'Don’t play the butter notes.'
Herbie Hancock relating advice given to him by Miles Davis:
I felt like I was getting in a rut, and I was playing the same thing over and over again, and he noticed that. So he suggested that I not play the butter notes … I started eliminating certain notes from my chords - some of the notes that clearly define what the chord is – and it actually changed my style of playing forever.
[via
americanroutes]
'German pre-Romantic philosopher, Johann Georg Hamman, held that music was given to man to make it possible to measure time: We do not measure time regularly, like clocks do, but with many differing rates of speed.'
At the onset of another year of regularly measured time Charles Rosen reminds us of the much more varied and elastic sense of time inherent in music. This is the technical element of conducting I ponder most as I develop interpretations, and an aspect of the art form which fascinates me endlessly.
[via Bobulate]

A stroboscopic image of the hands and baton of conductor Efram Kurtz, shot by legendary music and arts photographer Gjon Mili in 1945.
The photo headlines New York music columnist Justin Davidson’s recent report on learning to conduct, which perhaps unsurprisingly deals exclusively with technique. For American orchestras to thrive in the twenty-first century we will have to see much more media coverage – not to mention standard conservatory curricula – focused on other critical skill sets for conductors, particularly prorgamming, community engagement and leadership.

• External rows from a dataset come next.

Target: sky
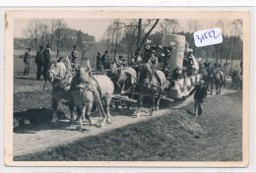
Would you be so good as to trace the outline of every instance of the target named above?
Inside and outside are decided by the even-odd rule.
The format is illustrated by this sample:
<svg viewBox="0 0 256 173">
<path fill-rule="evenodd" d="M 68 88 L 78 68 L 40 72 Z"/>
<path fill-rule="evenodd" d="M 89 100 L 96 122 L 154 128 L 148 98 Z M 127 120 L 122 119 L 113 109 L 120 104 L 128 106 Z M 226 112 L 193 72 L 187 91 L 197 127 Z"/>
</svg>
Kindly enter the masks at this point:
<svg viewBox="0 0 256 173">
<path fill-rule="evenodd" d="M 96 37 L 96 40 L 98 41 L 99 39 L 102 39 L 105 33 L 105 30 L 107 27 L 111 24 L 110 20 L 107 19 L 65 19 L 64 20 L 67 23 L 67 26 L 71 29 L 81 29 L 82 31 L 89 33 L 91 35 L 94 35 Z M 188 22 L 191 20 L 179 20 L 179 24 L 181 26 L 181 29 L 184 31 L 188 31 Z M 194 20 L 195 21 L 195 20 Z M 199 25 L 199 30 L 201 29 L 208 29 L 217 28 L 216 25 L 218 23 L 218 20 L 198 20 L 197 22 L 200 23 Z M 15 37 L 25 37 L 24 29 L 27 28 L 28 24 L 30 22 L 30 19 L 19 19 L 15 20 L 15 26 L 14 26 L 14 35 Z M 230 20 L 225 21 L 225 34 L 229 34 L 230 32 Z M 156 30 L 160 29 L 160 25 L 156 28 Z M 153 31 L 153 32 L 154 32 Z M 178 30 L 179 31 L 179 30 Z"/>
<path fill-rule="evenodd" d="M 30 19 L 31 20 L 31 19 Z M 25 37 L 24 29 L 27 28 L 30 20 L 19 19 L 15 20 L 14 26 L 14 35 L 15 37 Z M 81 29 L 82 31 L 94 35 L 96 40 L 103 37 L 104 31 L 110 25 L 110 20 L 100 20 L 100 19 L 65 19 L 69 28 L 75 29 Z"/>
</svg>

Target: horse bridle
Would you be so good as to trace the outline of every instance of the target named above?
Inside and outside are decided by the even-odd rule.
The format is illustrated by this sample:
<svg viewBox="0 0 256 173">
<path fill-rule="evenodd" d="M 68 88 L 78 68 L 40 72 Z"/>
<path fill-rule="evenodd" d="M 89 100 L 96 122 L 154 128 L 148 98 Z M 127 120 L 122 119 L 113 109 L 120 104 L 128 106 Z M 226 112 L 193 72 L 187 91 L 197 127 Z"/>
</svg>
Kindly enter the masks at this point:
<svg viewBox="0 0 256 173">
<path fill-rule="evenodd" d="M 70 77 L 66 78 L 69 71 L 70 71 L 70 68 L 67 67 L 67 70 L 66 70 L 65 74 L 63 75 L 63 78 L 60 78 L 60 76 L 57 76 L 53 70 L 49 70 L 48 74 L 52 74 L 53 78 L 54 78 L 52 85 L 54 85 L 54 86 L 60 86 L 60 87 L 70 86 L 70 84 L 68 84 L 68 80 L 70 77 L 72 77 L 72 75 Z M 60 74 L 60 69 L 59 69 L 59 74 Z M 57 82 L 55 80 L 57 80 Z M 55 83 L 54 83 L 54 81 L 55 81 Z"/>
</svg>

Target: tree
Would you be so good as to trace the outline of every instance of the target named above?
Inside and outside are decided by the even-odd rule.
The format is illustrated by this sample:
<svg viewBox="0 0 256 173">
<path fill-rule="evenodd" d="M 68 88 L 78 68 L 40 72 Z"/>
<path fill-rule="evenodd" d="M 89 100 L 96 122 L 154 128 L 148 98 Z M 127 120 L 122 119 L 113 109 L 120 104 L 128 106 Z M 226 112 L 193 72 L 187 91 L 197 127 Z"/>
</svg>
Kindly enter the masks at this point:
<svg viewBox="0 0 256 173">
<path fill-rule="evenodd" d="M 38 50 L 39 46 L 39 37 L 40 37 L 40 27 L 41 22 L 39 20 L 32 20 L 29 22 L 29 25 L 25 30 L 27 36 L 29 38 L 32 38 L 33 46 L 36 50 Z"/>
<path fill-rule="evenodd" d="M 83 38 L 82 38 L 82 31 L 81 30 L 78 30 L 77 31 L 77 46 L 80 50 L 84 50 L 85 48 L 85 45 L 84 45 L 84 42 L 83 42 Z"/>
<path fill-rule="evenodd" d="M 236 46 L 236 39 L 237 37 L 242 33 L 242 20 L 235 20 L 232 22 L 232 27 L 234 29 L 234 38 L 233 38 L 233 49 L 232 49 L 232 58 L 231 58 L 231 65 L 230 65 L 230 72 L 232 70 L 232 65 L 233 65 L 233 58 L 234 58 L 234 50 Z"/>
<path fill-rule="evenodd" d="M 176 33 L 177 32 L 177 28 L 179 27 L 179 22 L 178 20 L 174 19 L 164 19 L 160 23 L 160 29 L 164 33 Z"/>
</svg>

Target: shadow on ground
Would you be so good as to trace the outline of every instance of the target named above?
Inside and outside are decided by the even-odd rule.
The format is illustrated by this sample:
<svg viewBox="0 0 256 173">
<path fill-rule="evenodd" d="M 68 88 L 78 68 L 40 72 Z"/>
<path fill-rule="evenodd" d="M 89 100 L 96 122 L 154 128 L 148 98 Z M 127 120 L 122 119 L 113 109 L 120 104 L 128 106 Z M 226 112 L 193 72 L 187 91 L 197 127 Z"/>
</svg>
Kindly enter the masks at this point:
<svg viewBox="0 0 256 173">
<path fill-rule="evenodd" d="M 69 119 L 61 111 L 57 112 L 58 123 L 51 124 L 52 111 L 46 108 L 30 109 L 14 113 L 14 119 L 19 121 L 19 127 L 14 128 L 16 134 L 35 134 L 36 131 L 66 129 L 70 126 Z M 65 120 L 65 121 L 64 121 Z"/>
</svg>

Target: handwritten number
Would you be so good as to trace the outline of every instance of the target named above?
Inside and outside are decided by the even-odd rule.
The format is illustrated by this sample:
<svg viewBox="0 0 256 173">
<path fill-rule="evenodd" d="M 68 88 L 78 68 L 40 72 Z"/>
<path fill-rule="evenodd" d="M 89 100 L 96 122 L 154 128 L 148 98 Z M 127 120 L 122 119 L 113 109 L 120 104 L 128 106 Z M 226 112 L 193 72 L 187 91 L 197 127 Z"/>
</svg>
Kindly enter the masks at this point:
<svg viewBox="0 0 256 173">
<path fill-rule="evenodd" d="M 202 42 L 202 39 L 197 35 L 197 38 L 200 40 L 200 42 Z"/>
<path fill-rule="evenodd" d="M 217 38 L 221 35 L 221 32 L 219 32 L 219 34 L 217 35 L 218 33 L 216 33 L 216 30 L 215 29 L 211 29 L 209 31 L 206 31 L 204 32 L 203 34 L 199 34 L 199 35 L 196 35 L 197 36 L 197 39 L 200 40 L 200 43 L 203 42 L 203 40 L 207 39 L 207 38 Z"/>
</svg>

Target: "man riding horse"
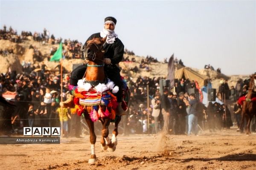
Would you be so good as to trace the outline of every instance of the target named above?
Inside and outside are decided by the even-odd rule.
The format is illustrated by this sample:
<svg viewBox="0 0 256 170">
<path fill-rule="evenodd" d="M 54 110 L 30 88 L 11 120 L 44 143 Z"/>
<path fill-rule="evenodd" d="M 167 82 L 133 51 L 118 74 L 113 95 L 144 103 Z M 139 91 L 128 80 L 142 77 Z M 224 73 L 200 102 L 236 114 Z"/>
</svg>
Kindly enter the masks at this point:
<svg viewBox="0 0 256 170">
<path fill-rule="evenodd" d="M 125 114 L 122 108 L 122 87 L 123 82 L 120 75 L 120 69 L 117 65 L 122 61 L 124 54 L 124 45 L 121 40 L 117 38 L 114 29 L 116 24 L 116 20 L 112 17 L 107 17 L 105 19 L 103 29 L 100 32 L 91 35 L 86 40 L 83 48 L 86 46 L 88 41 L 94 38 L 106 38 L 106 42 L 103 45 L 103 50 L 105 51 L 104 62 L 105 64 L 104 69 L 108 78 L 113 81 L 115 84 L 119 87 L 119 91 L 115 94 L 118 103 L 116 109 L 117 115 L 121 116 Z M 90 51 L 86 51 L 90 54 Z M 73 86 L 77 85 L 77 82 L 80 79 L 82 79 L 87 68 L 87 65 L 80 65 L 71 72 L 70 84 Z M 97 83 L 97 82 L 96 82 Z M 73 99 L 74 96 L 72 95 L 66 101 L 61 104 L 64 107 L 73 107 Z"/>
</svg>

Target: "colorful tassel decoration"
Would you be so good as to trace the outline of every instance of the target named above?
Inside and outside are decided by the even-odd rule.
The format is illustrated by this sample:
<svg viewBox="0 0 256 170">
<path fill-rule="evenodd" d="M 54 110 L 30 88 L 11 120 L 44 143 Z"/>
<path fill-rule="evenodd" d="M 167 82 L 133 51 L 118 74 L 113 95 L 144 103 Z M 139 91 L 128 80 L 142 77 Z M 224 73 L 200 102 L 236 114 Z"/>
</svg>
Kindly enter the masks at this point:
<svg viewBox="0 0 256 170">
<path fill-rule="evenodd" d="M 99 117 L 104 117 L 104 115 L 102 112 L 102 108 L 100 107 L 99 110 L 98 110 L 98 116 Z"/>
<path fill-rule="evenodd" d="M 99 120 L 99 117 L 98 117 L 98 115 L 97 114 L 97 111 L 94 109 L 92 109 L 92 111 L 90 113 L 90 117 L 93 122 L 95 122 Z"/>
</svg>

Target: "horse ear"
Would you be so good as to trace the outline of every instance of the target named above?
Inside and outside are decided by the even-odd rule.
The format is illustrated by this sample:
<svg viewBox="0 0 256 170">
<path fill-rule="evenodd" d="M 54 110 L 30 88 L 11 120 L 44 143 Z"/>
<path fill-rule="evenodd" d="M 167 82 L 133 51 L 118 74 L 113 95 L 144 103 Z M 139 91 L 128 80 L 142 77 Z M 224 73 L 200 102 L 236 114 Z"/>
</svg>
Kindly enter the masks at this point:
<svg viewBox="0 0 256 170">
<path fill-rule="evenodd" d="M 107 36 L 106 36 L 104 38 L 102 38 L 102 41 L 103 42 L 106 42 L 106 40 L 107 40 Z"/>
</svg>

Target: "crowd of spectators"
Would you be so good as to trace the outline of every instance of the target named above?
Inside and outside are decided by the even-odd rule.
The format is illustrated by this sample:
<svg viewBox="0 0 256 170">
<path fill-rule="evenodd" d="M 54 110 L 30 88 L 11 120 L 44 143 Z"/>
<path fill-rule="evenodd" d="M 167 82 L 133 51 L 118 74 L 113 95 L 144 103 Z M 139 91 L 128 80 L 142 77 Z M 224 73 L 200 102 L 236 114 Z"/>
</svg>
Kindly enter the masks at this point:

'I like to listen. I have learned a great deal from listening carefully. Most people never listen.'
Ernest Hemingway, elucidating an idea by which every musician should live.
[via vineetkaur]
'Technical perfection is a ridiculous and unfortunate expectation, one created by a century of increasingly polished [and manipulated] recorded music. To an extent, I do expect ‘perfect’ performances out of the Chicago Symphony, Berlin Phil, or New York Phil – I’ve heard them do it before, and I’m confident they can do it again. But from soloists or chamber groups, I want to hear something new, something interesting, something daring, rather than something technically flawless.'
Will Robin is right on. As recorded musical media sheds the inflated monetary value it accrued during the twentieth century we’ll continue to see fresh performance practices – informed by the daring, interesting approaches Will seeks – develop in the twenty-first.
[via my colleague Hunter Capoccioni]
'Musicians come and go and they’re stewards of the music for a brief period of time. But once the music plays – it’s really between Beethoven and the listener at that point. The musicians are there to get their goddamn hands off of it. All that training! Thousands of hours! Sight-reading every day! All so they can get the hell out of the way because nobody gives a crap about them at all. The less you notice them, the better it sounds. I mean, it was the highest level of art in music that I’d ever seen, and it was performed by people who had spent countless hours of work just to be invisible.'
Guitarist and composer Trey Anastasio, reflecting on his recent collaboration with the New York Philharmonic in an interview for The Believer’s annual music issue. Interesting that an individual so firmly outside the art music camp could intuit our purpose as art music ensemble performers so lucidly. His observation should be the central tenet of every training program for aspiring orchestral musicians and conductors.